Tra le altre manifestazioni, in aggiunta a quelle di carattere religioso, si distinguono nella stagione estiva le celebrazioni dedicate a Pirandello. La centrale via Atenea costituisce il fulcro e luogo preferito per la passeggiata al calar del sole. Tra gli acquisti artigianali più caratteristici ricorderemo lo “scacciapensieri”, il caratteristico strumento musicale a bocca siciliano che è localmente noto quale gargamarruni.
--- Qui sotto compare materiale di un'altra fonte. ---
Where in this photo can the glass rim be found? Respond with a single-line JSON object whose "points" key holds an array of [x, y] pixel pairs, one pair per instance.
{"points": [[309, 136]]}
Presso il campo sportivo  si svolge, al venerdì, il caratteristico mercato settimanale degli ambulanti,  dove si possono acquistare ogni sorta di merci alimentari, d’abbigliamento e per la casa. Un approccio alle emergenze turistiche e monumentali di Agrigento non potrà prescindere dalla configurazione morfologica del territorio e dall’assetto urbanistico che impongono una suddivisione tra i quartieri medievali e moderni e al città antica propriamente detta Valle dei Templi.